The first task will be to load the webpage using the driver we just downloaded. We will need to tell the WebDriver where the driver is located by setting the executable path on the Chrome class. Then we can request the webpage by using the get method of the driver.
import os
from selenium import webdriver
driver = webdriver.Chrome(executable_path= os.path.abspath('')+'/chromedriver')
url = "http://www.sadesmith.com/examples/simple-scrapper/index.html"
driver.get(url)
Next, we will need to tell the WebDriver to wait a few seconds before parsing the page. We will import the time module and use the sleep method. We will give the method the value of 3, thus the wait time will be 3 seconds.
import os
from selenium import webdriver
import time
driver = webdriver.Chrome(executable_path= os.path.abspath('')+'/chromedriver')
url = "http://www.sadesmith.com/examples/simple-scrapper/index.html"
driver.get(url)
time.sleep(3)
We are ready to parse but before we do that let’s import beautiful soup.
from bs4 import BeautifulSoup
Now we can grab the content we need to parse. With the WebDriver loading the page, we can now view content loaded client-side. WebDriver’s page_source will return the source code of the DOM as a string. We can use BeautifulSoup to parse the HTML string, with its HTML parser.

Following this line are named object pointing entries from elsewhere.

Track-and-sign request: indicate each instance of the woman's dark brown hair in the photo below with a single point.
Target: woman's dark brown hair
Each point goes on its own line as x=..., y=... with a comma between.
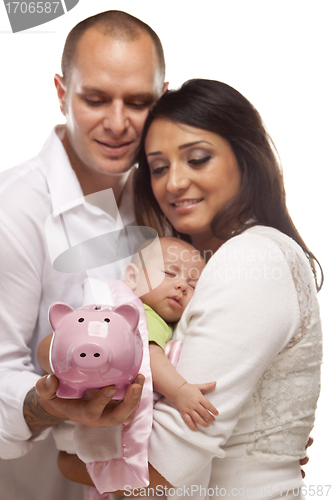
x=219, y=108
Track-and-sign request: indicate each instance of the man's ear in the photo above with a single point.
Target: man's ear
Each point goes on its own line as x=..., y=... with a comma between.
x=165, y=87
x=61, y=91
x=131, y=276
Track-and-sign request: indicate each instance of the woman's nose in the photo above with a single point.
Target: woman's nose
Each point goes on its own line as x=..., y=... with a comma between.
x=177, y=179
x=116, y=119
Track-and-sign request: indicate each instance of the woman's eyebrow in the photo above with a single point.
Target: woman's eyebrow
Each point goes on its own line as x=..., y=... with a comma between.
x=189, y=144
x=183, y=146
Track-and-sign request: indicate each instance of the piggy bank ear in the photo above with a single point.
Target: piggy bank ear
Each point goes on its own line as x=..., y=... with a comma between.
x=130, y=313
x=57, y=312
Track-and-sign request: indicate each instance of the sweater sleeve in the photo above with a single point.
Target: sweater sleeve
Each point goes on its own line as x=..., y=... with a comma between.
x=243, y=313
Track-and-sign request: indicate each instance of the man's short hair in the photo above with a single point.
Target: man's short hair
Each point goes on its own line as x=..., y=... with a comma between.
x=114, y=23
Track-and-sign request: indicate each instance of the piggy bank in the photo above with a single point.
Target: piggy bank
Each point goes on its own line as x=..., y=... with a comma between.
x=93, y=347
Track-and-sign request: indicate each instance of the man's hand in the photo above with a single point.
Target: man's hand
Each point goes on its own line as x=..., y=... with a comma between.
x=42, y=408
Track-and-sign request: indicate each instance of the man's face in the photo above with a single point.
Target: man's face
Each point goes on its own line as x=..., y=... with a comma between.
x=111, y=87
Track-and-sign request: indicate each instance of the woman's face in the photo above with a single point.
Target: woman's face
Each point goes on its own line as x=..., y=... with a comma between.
x=194, y=173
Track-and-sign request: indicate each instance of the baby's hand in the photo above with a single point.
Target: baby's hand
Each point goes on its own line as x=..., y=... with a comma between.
x=193, y=406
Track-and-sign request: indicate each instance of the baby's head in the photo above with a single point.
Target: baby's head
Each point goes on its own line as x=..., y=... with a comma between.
x=182, y=268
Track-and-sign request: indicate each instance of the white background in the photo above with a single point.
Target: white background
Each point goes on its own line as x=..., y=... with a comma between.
x=278, y=53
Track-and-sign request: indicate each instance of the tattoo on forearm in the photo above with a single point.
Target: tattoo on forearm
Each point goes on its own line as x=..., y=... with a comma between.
x=35, y=416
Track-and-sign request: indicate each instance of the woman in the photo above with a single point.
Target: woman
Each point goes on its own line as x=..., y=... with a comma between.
x=208, y=174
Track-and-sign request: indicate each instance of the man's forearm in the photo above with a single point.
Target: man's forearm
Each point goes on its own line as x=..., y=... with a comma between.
x=37, y=413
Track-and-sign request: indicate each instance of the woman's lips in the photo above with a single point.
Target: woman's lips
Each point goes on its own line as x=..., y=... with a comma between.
x=116, y=148
x=185, y=205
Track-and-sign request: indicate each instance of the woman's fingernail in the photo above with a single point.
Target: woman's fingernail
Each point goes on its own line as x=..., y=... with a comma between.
x=136, y=393
x=111, y=392
x=48, y=381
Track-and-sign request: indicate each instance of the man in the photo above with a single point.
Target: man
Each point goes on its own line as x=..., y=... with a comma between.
x=113, y=72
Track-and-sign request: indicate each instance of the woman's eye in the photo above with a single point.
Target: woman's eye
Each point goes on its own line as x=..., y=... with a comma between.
x=158, y=170
x=138, y=105
x=199, y=161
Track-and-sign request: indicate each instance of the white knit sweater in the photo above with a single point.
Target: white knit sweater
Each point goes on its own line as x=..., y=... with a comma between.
x=253, y=326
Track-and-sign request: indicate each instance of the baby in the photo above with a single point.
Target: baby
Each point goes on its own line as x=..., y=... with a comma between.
x=164, y=305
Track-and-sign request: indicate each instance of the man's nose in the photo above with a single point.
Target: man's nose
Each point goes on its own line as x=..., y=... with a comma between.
x=116, y=119
x=178, y=179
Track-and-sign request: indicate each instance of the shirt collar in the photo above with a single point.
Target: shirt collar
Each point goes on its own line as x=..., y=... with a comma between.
x=64, y=187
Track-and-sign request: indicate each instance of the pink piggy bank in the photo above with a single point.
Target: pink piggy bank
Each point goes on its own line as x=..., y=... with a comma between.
x=93, y=347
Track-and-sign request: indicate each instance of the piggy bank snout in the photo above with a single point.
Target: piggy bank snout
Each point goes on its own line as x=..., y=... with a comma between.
x=90, y=356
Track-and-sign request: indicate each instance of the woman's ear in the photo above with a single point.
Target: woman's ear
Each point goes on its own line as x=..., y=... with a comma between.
x=131, y=276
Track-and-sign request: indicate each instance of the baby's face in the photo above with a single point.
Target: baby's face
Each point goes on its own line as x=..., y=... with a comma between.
x=182, y=268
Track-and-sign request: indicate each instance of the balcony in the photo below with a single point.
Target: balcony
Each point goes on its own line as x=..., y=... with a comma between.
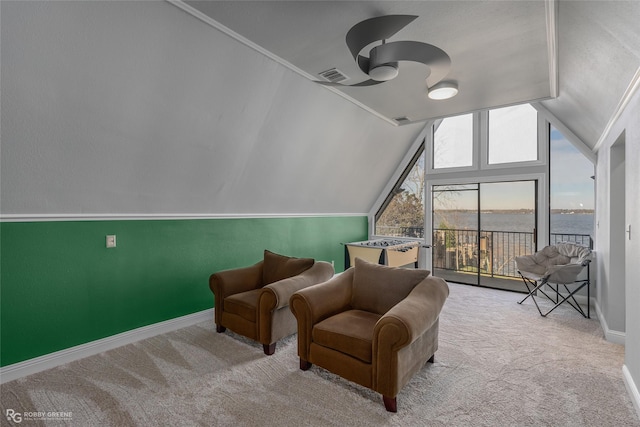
x=476, y=257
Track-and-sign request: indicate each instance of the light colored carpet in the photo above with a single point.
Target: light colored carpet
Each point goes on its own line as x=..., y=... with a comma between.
x=499, y=364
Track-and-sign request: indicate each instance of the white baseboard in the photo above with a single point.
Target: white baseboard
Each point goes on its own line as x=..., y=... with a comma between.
x=615, y=337
x=51, y=360
x=634, y=394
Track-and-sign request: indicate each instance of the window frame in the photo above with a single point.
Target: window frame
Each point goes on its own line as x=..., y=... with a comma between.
x=398, y=183
x=484, y=145
x=429, y=160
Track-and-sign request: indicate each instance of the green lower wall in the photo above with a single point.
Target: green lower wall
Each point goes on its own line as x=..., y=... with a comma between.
x=61, y=287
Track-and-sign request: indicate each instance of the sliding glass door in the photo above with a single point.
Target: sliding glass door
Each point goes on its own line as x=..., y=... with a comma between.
x=479, y=229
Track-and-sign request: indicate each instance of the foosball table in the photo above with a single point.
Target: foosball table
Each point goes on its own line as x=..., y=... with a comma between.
x=394, y=253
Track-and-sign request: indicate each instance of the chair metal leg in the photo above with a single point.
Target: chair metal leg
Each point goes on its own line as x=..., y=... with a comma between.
x=570, y=299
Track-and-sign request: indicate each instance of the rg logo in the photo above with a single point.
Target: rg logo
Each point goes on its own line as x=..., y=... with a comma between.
x=14, y=416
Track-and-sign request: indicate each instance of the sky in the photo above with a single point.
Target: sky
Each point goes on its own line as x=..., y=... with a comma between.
x=571, y=184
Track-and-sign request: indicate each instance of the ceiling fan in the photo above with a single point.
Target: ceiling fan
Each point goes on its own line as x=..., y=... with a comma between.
x=382, y=63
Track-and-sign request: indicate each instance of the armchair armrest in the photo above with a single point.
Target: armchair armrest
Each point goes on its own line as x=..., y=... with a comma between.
x=315, y=303
x=229, y=282
x=564, y=274
x=276, y=295
x=411, y=317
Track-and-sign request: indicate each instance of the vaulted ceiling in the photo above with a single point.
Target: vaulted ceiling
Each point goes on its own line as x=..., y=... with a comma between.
x=577, y=57
x=210, y=108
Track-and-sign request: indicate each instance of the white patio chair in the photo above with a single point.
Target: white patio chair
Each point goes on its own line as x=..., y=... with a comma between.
x=552, y=267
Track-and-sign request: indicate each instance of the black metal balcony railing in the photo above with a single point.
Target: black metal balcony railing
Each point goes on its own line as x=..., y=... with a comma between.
x=490, y=253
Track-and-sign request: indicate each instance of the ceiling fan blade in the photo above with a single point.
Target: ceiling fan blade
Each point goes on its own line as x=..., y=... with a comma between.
x=435, y=58
x=369, y=82
x=373, y=29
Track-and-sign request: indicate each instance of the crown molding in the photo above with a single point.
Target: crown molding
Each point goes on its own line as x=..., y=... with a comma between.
x=158, y=217
x=632, y=89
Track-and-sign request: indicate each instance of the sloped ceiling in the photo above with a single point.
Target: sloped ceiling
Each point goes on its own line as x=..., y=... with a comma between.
x=577, y=57
x=599, y=53
x=118, y=108
x=501, y=51
x=140, y=107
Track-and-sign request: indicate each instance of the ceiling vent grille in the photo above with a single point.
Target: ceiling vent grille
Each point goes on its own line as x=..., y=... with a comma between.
x=333, y=75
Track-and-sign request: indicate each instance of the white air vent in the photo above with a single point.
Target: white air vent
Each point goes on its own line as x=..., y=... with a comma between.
x=333, y=75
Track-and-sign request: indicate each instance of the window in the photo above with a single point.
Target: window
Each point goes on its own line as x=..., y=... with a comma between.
x=453, y=143
x=571, y=192
x=402, y=213
x=513, y=134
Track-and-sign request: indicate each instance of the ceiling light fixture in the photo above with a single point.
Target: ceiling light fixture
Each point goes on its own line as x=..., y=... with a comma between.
x=443, y=90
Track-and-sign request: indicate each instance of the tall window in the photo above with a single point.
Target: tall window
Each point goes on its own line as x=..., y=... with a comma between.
x=402, y=214
x=453, y=142
x=513, y=134
x=571, y=191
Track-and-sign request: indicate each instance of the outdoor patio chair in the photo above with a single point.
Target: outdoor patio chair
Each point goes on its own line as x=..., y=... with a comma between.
x=555, y=269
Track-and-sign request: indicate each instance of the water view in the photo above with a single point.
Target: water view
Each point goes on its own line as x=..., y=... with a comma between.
x=564, y=222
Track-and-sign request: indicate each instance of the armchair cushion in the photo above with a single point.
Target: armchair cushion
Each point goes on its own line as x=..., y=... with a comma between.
x=278, y=267
x=243, y=304
x=349, y=332
x=377, y=288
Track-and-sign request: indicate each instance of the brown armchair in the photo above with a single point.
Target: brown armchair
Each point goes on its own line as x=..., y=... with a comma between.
x=254, y=301
x=373, y=325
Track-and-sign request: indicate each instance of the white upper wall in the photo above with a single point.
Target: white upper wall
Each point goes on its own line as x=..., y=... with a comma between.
x=140, y=108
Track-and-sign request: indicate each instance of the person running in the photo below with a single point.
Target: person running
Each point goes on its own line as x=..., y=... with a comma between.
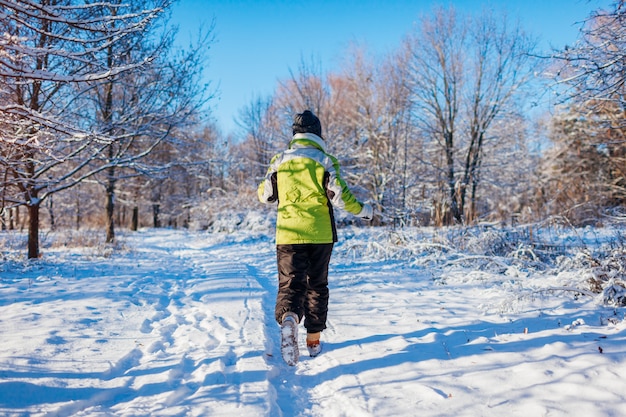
x=305, y=182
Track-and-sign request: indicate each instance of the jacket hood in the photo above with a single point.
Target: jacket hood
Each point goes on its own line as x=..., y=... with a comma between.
x=307, y=140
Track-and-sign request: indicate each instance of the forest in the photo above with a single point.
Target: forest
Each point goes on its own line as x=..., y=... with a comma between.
x=105, y=123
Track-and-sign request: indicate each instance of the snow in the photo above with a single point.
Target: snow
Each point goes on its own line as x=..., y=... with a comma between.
x=425, y=322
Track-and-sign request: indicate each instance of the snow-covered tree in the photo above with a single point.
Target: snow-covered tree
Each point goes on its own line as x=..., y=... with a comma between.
x=465, y=74
x=52, y=52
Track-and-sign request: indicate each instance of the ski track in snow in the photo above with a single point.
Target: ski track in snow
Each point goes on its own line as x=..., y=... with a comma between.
x=183, y=325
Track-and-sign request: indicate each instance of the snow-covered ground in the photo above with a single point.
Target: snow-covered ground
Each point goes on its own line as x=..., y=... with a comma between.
x=421, y=322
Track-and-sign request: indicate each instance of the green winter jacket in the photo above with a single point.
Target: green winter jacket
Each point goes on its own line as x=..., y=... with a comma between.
x=306, y=183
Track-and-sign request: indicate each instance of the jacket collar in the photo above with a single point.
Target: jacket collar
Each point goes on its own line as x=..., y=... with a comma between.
x=307, y=140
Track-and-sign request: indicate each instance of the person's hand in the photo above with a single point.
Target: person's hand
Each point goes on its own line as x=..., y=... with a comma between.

page_html = driver.page_source
bsoup = BeautifulSoup(page_html, 'html.parser')
With the BeautifulSoup object, we can then use the library to its full extent. If you are unfamiliar with BeautifulSoup you can find more documentation here about how to parse: https://www.crummy.com/software/BeautifulSoup/bs4/doc/. For our example, we know that all the names on the Warrior’s rosters are in an unordered list, in list item tag with the class name of “name”. So we can grab all list item elements with the class attribute name then loop through them print them out.
player_names = bsoup.findAll('li', attrs={'class': 'name'});
for player_name in player_names:
print player_name.text
Wrapping it all up
We are done with the simple scrapper and your file should now look this:
import os
from selenium import webdriver
import time
from bs4 import BeautifulSoup
driver = webdriver.Chrome(executable_path= os.path.abspath('')+'/chromedriver')
driver.get(url)
time.sleep(3)
page_html = driver.page_source
bsoup = BeautifulSoup(page_html, 'html.parser')
player_names = bsoup.findAll('li', attrs={'class': 'name'});
for player_name in player_names:
print player_name.text
Now let’s run the project in the terminal! Make sure your current working directory is “simple-scrapper” and run the script.
python scrapper.py
If everything went well, you should see the names of the players on the 2018 Golden State Warriors printed in your terminal screen. We have accomplished our objective! Via our simple web scraper script, we were able to scrape HTML that was generated on the client-side using Selenium and Python.